First, the scattering mechanisms of Mile Rock are low and medium entropy multiple scattering and medium entropy surface and dipole scattering in Figure 9a,b. The multiple scattering is from the lighthouse body and the dihedral formed by the body and base. However, only medium entropy surface scattering is observed for Mile Rock in Figure 12a,b, with no multiple scattering being extracted, even in several further experiments using different window sizes. This may be due to the imaging geometry.

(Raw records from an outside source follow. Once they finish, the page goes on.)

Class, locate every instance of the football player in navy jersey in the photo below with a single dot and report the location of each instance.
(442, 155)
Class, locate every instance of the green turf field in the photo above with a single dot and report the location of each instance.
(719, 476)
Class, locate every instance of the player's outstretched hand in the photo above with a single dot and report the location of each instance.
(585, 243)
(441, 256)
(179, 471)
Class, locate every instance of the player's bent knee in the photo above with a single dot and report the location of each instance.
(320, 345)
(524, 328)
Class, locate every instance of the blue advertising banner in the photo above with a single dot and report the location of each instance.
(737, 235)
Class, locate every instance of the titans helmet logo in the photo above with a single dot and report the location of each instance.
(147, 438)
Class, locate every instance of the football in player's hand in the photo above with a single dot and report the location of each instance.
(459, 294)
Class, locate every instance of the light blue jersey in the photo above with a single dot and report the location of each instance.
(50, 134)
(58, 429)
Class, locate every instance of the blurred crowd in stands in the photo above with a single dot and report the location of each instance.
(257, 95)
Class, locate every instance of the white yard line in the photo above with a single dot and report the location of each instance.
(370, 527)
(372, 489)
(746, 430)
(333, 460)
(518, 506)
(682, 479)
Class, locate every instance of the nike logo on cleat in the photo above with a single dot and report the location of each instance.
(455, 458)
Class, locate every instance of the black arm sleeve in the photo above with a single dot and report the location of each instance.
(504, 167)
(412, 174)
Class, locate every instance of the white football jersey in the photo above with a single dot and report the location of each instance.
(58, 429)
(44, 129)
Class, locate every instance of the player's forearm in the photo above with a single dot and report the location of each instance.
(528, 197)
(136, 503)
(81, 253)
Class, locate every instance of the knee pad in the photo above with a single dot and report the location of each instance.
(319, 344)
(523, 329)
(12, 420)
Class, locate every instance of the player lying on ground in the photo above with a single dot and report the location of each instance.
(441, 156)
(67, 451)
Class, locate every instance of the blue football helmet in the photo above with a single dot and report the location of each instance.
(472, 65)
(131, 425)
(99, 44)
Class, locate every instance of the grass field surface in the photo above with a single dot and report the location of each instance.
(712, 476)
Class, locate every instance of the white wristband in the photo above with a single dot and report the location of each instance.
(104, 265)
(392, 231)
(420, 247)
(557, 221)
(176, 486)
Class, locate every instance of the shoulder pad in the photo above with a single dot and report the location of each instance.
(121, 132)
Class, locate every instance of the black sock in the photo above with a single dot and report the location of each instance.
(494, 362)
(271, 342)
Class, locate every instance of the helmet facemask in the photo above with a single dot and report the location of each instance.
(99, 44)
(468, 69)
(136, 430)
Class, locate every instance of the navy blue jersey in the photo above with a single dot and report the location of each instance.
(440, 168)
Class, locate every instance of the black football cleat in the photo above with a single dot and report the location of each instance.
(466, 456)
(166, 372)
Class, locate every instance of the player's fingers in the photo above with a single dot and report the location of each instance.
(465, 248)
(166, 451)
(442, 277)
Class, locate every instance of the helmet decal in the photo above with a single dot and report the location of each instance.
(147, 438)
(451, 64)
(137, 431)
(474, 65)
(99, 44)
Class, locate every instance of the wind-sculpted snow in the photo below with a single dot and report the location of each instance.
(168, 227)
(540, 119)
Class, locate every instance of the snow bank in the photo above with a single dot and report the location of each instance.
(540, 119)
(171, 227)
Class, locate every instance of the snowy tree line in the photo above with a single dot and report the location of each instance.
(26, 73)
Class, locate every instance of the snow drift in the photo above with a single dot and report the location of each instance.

Second, the Golden Gate Bridge appears as a thick line including low and medium entropy multiple scattering and medium entropy surface and dipole scattering in Figure 9a because the SAR sensor illuminated from the top of the image. Nevertheless, the bridge consists of three parallels in Figure 12a due to the sensor illuminating from the left of the image. The left parallel is from the bridge body, with dominant medium entropy multiple and dipole scattering and lower low entropy multiple and medium entropy surface scattering. The middle parallel is from the cables and bridge body, with only low and medium entropy multiple scattering. The right parallel is triple scattering from the bridge body and the sea with low α, including medium entropy surface and dipole scattering.

6. Conclusions

The modified Cloude-Pottier decomposition is used to analyze the performance of HH-VV, HH-HV, and HV-VV SARs for scattering mechanism extraction. We draw the following conclusions based on the theoretical and experimental results:

(1)

HH-VV SAR can discriminate scattering from an isotropic surface, horizontal dipole, and isotropic dihedral. Scatters diffuse to a small extent in the HH-VV H-α plane. Therefore, HH-VV SAR extracts the eight scattering mechanisms in the H-α plane with acceptable performance. Thus, HH-VV SAR is an alternative to fully polarimetric SAR. The average scattering mechanism retention ratios of the three images are higher than 67%. The decreased performance of HH-VV SAR for scattering mechanism extraction compared with that of full polarization is due to the lack of cross-polarization.

(2)

HH-HV and HV-VV SARs cannot separate surface, dipole, and multiple scattering mechanisms because of a lack of co-polarization. The distribution of scatters in the HH-HV and HV-VV H-α planes is quite different from that in the full-polarization H-α plan due to the scatters of most zones strongly diffusing and transferring in the HH-HV and HV-VV H-α planes. Thus, HH-HV and HV-VV SARs do not adequately extract scattering mechanisms in the H-α plane, indicating that co-polarization is vital for extracting scattering mechanisms.

This paper explores the performance of dual-polarization SARs for extracting scattering mechanisms. The performance is compared with that of fully polarimetric SAR. Comparison with compact SAR will be performed in the next investigation.